This is this text from the link to the accepted answer - should it go dead:

这是链接到已接受答案的文本 - 如果它死了：

Here's a new one: I've sometimes been asked about distance of a point from a great-circle path (sometimes called cross track error).

这是一个新问题：有时我会被问到点与大圆路径的距离（有时称为交叉轨迹误差）。

Formula: dxt = asin( sin(δ13) ? sin(θ13?θ12) ) ? R

公式： dxt = asin( sin(δ13) ? sin(θ13?θ12) ) ? R

where:

在哪里：

• δ13is (angular) distance from start point to third point

• θ13is (initial) bearing from start point to third point

• θ12is (initial) bearing from start point to end point

• Ris the earth's radius

• δ13是从起点到第三点的（角度）距离

• θ13是（初始）从起点到第三点的方位

• θ12是（初始）从起点到终点的方位

• R是地球的半径

JavaScript:

JavaScript：

var δ13 = d13 / R;
var dXt = Math.asin(Math.sin(δ13)*Math.sin(θ13-θ12)) * R;

Here, the great-circle path is identified by a start point and an end point – depending on what initial data you're working from, you can use the formulas above to obtain the relevant distance and bearings. The sign of dxttells you which side of the path the third point is on.

在这里，大圆路径由起点和终点标识 - 根据您使用的初始数据，您可以使用上面的公式来获得相关的距离和方位。的符号dxt告诉您第三个点在路径的哪一侧。

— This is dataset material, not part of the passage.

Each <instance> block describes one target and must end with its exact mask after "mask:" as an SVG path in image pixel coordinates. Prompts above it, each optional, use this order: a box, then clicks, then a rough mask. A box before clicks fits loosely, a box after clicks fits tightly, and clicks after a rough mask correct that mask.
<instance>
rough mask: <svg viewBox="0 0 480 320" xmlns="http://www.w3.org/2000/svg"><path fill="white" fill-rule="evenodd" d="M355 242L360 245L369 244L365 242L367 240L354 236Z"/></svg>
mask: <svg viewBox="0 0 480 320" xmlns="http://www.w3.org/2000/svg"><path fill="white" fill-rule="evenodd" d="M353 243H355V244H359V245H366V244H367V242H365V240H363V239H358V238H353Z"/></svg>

The along-track distance, from the start point to the closest point on the path to the third point, is:

从起点到路径上最近点到第三点的沿轨道距离为：

Formula: dat = acos( cos(δ13) / cos(δxt) ) ? R

公式： dat = acos( cos(δ13) / cos(δxt) ) ? R

where:

在哪里：

• δ13is (angular) distance from start point to third point
• δxtis (angular) cross-track distance
• Ris the earth's radius

• δ13是从起点到第三点的（角度）距离
• δxt是（角）跨轨道距离
• R是地球的半径

JavaScript:

JavaScript：

var dAt = Math.acos(Math.cos(δ13)/Math.cos(dXt/R)) * R; 

Brad,

布拉德，

I'm not sure which ellipsoid model you are using since you don't say. If you aren't using an ellipsoid model in you current calculations, you may find this helpful:

我不确定您使用的是哪种椭球模型，因为您没有说。如果您在当前的计算中没有使用椭球模型，您可能会发现这很有帮助：

http://www.movable-type.co.uk/scripts/latlong-vincenty.html

http://www.movable-type.co.uk/scripts/latlong-vincenty.html

The Vincenty algorithm is more accurate that the Haversine algorithm.

Vincenty 算法比Haversine 算法更准确。

Once you have accurate distances for A-B, A-C and B-C, it should be straightforward to determine your distance from C to the line A-B. Something like a binary search of the distances from points on A-B to C, looking for the shortest value.

一旦获得了 AB、AC 和 BC 的准确距离，就可以直接确定从 C 到线 AB 的距离。类似于从 AB 上的点到 C 的距离的二分搜索，寻找最短的值。

James

詹姆士

If dealing with latitude and longitude, the forumla you're looking for is the "Haversine" formula. It takes into account the curvature of the earth's surface.

如果处理纬度和经度，您正在寻找的论坛是“Haversine”公式。它考虑了地球表面的曲率。

http://en.wikipedia.org/wiki/Haversine_formula

http://en.wikipedia.org/wiki/Haversine_formula

Good luck.

祝你好运。

The CLLocation API provides

CLLocation API 提供

- (CLLocationDistance)distanceFromLocation:(const CLLocation *)location

Which uses a formula (it does not specify whether is it Haversine or Vincenty or other) that takes into account the curvature of the earth. This returns the distance in meters between the 2 CLLocations but does not account for any difference in altitude.

它使用了一个考虑地球曲率的公式（它没有指定是Haversine还是Vincenty或其他）。这将返回 2 个 CLLocations 之间的距离（以米为单位），但不考虑高度的任何差异。